Got it wrong - the correct maths is
0.13kg of dissolved copper in 750 000 000 000litres.This means 1.7 x 10-13kg parts per litre or 1.7 x 10-10g/L if ALL the copper from the paint is released (which it isn't). Also I am just using one tide a day when we now there are two so my calcs are twice as high as they will be really.
The most sensitive invertebrates during the most sensitive time of development is about 2 micrograms/litre. Fish can handle hundreds of times more copper. Also the copper has to be in complex forms to be absorbed properly (a thing called a ligand). Serbs stuff is metallic which is much less absorbable. So 1.7 is about 2. If we did what Serb says we would at most pollute the harbour an extra 2 x 10-10 gl/l.

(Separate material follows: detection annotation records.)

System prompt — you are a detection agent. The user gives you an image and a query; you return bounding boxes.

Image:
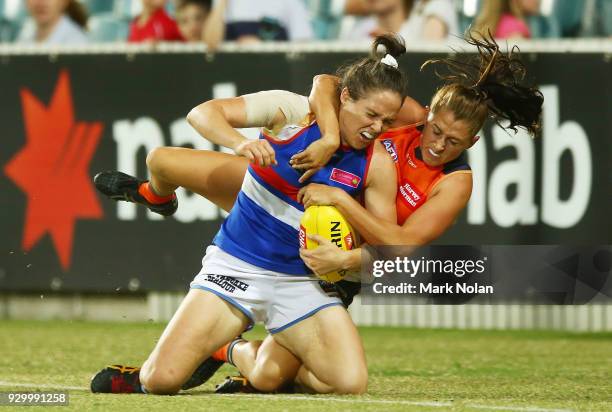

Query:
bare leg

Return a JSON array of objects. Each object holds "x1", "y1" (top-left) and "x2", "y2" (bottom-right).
[
  {"x1": 274, "y1": 306, "x2": 368, "y2": 394},
  {"x1": 232, "y1": 335, "x2": 301, "y2": 392},
  {"x1": 232, "y1": 307, "x2": 367, "y2": 393},
  {"x1": 147, "y1": 147, "x2": 249, "y2": 211},
  {"x1": 140, "y1": 289, "x2": 248, "y2": 394}
]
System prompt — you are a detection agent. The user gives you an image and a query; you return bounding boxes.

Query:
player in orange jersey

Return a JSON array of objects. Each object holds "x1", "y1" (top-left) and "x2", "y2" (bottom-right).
[{"x1": 209, "y1": 32, "x2": 543, "y2": 392}]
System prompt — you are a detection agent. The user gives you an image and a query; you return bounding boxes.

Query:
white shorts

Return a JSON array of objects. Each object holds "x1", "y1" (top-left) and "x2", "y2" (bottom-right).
[{"x1": 191, "y1": 246, "x2": 342, "y2": 333}]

And the MOST sensitive animals at their most sensitive time is affected by 2 x 10-6 g/l. So even if 100 seabreezers did what Serb said, they would make the water one ten thousandth more toxic (Really 5 one hundred thousandths). It is not going to do anything. I think anyone who wants to is fine to go ahead and use Serbs recipe. Just don't tell a bureaucrat.
Yes, you are correct, I did a basic calc using static water volume and 50% of all boats (best guess I could find of 20,000) doing it got us to the lower end of the order of magnitude where negative effects could occur. So my guesstimations were a couple of orders of magnitude higher.
Totally agree with we all have an impact, I got triggered to check after recently reading about the build up of rat poisons in raptors and owls, the goal can and IMO should be to minimise the negative.
Note that while this may be affected by many other factors including temp and location there have been studies that show beyond a certain point more copper can result in less effective anti foul.
Lagerstr?m et al., 2020 - "Antifouling paints leach copper in excess - study of metal release rates and efficacy along a salinity gradient".